407.海中へ
兵士達も甲板に武器を持って集まってきた。
口には金属製のマスクをしている。
「あれが呼吸用のマスク魔道具か」
見た目は結構ゴツいな。偏見だけどヒャッハーしてそうなマスクだ。
「ああ、でも使うのにコツがいる。長い訓練が必要なんだぜ」
察するに、あのマスクをつけた兵士達は魔力がそんなにはないんだろうな。
あればこの着ぐるみスーツの要領で潜水もやるはずだし。
「ウゴ、こっちは準備オッケー!」
「ばっちこいですわー!」
村のメンバーで潜るのは俺、ステラ、ウッド、ナナ、ジェシカとダイエットに燃えるぴよ達だ。
「ぴよっ!」(準備体操は万全です!)
「ぴよよー!」(関節がぐりぐり動くのだ!)
パタパタパタと羽を動かしている。
……滑らかな動きだ。
「んじゃ、行くよー」
ナナは着ぐるみを信頼しきっているのか、肩に力は入っていない。
ヴィクターもパタパタと手を動かす。手をほぐしているみたいだな。
「俺も同行しよう」
「……いいのか?」
「心配するな。潜水機能はバッチリだ。海コカトリス観察用の着ぐるみだから」
他にも着ぐるみがあるような口振りだな。

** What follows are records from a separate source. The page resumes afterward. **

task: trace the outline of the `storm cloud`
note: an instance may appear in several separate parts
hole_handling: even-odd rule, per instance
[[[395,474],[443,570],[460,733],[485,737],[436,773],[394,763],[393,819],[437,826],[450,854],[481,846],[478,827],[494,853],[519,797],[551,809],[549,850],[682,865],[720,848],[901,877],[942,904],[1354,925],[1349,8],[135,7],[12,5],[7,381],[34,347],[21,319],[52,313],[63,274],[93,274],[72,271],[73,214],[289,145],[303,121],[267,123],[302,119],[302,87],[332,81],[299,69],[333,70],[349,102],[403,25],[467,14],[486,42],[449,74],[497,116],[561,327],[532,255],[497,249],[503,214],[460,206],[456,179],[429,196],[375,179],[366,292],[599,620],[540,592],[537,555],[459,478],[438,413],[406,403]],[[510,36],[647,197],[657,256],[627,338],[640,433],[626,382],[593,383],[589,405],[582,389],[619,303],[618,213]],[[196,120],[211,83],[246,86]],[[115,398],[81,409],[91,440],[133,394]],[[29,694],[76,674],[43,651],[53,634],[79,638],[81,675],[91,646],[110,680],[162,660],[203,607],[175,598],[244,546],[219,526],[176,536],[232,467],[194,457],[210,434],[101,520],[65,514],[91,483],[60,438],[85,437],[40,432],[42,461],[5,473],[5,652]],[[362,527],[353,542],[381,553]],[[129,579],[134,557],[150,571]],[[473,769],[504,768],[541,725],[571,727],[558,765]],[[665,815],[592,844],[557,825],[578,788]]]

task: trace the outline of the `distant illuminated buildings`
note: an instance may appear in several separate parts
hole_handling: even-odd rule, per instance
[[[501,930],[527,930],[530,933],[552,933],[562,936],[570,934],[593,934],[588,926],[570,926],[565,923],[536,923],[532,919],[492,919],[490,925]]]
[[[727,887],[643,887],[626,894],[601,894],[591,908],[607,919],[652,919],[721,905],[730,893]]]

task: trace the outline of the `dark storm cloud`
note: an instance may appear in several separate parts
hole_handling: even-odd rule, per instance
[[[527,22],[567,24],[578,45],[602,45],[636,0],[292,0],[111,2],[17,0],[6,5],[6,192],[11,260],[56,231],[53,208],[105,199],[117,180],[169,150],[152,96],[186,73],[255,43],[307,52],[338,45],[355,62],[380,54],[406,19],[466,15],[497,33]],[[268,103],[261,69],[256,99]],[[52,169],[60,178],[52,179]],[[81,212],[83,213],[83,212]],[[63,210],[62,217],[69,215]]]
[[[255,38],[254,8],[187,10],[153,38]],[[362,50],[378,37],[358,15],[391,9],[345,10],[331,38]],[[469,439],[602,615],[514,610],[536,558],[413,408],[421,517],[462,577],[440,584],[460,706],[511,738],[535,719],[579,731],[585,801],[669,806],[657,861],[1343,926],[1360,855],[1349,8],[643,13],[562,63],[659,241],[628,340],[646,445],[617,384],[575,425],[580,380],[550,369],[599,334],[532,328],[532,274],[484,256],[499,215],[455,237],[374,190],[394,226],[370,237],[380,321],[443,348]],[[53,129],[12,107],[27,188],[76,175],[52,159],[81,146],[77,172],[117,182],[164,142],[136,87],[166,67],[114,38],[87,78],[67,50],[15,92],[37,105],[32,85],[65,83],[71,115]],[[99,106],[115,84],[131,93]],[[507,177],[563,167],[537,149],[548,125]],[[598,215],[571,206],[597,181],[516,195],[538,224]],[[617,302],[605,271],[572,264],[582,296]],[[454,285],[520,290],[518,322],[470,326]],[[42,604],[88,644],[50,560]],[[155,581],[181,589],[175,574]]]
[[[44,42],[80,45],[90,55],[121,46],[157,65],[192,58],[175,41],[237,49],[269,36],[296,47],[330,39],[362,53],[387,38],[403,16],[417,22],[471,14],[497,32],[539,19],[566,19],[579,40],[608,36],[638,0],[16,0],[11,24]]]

深くは問わないでおくが。
「よし……行くか!」
「はい! ぴよちゃん達を救うために!」
「気を付けてだぞ!」
「いってらっしゃいぴよー!」
ディアとマルコシアスに見送られ、俺達は海へと潜っていく。
……大丈夫。
俺もこの着ぐるみは信頼している。
◇
綺麗だ。
それが海の中の第一印象だった。
岩礁には赤い珊瑚、カラフルな熱帯魚が海を泳いでいる。
スキューバダイビングではないが、シンプルに美しい。
「びよっ!」(こっちだよー!)
岩場のリーダーコカトリスが羽をツンツンと伸ばしてる。
というか、思い切り水中で鳴き声を出しているが……問題ないのか?
「ぐっ!」
ステラが微笑みながら俺の目の前でオッケーとサインする。
「海の歌姫!」
「……あれ?」
声が聞こえる。水の中なのに……。
「どうでしょう、これで少しは……」
ちょっと聞こえづらいが、ちゃんとわかる。
水中で会話する魔法か。俺の知らない魔法だ。
「こんな魔法があったのか?」
「新しい魔法ですが、それなりに使えますですわ。でも私から離れると感度が悪くなるので、お気を付けて」
これはステラの水上歩行と同じ、この世界オリジナルの魔法だな。
ゲームの中ではチャットや外部ツールがあるので、こういう魔法は意味がない。
なるほど……結構便利だ。
ヴィクターが泳ぎながらふむふむと頷いている。
「この魔法は百諸島秘伝の魔法だな。話には聞いたことがあるが、ふむふむ……」
「な、内密! 内密ですわ!」
「失礼。研究者の性でね。で、この魔法を金貨百枚で売ってくれないか?」
「駄目ですわ!」
そうか、これはそういう類の魔法か……。
確かに優れた魔法はアドバンテージだからな。秘匿する類の魔法だったか。
「ウゴ、でもこれで意思疎通は楽になったね!」
「ウッドも塩水は大丈夫か?」
「ウゴウゴ……大丈夫! 家のお風呂で塩水テストはしたし!」
こちらも良さそうだな。
あとは――。
「ぴよよー!」(きれれー!)
「ぴよっぴよー!」(燃える、たぷが燃えるのを感じるー!)
ヒールベリーのコカトリスも目を輝かせて泳いでいる。
よし、更に深く潜っていこうか。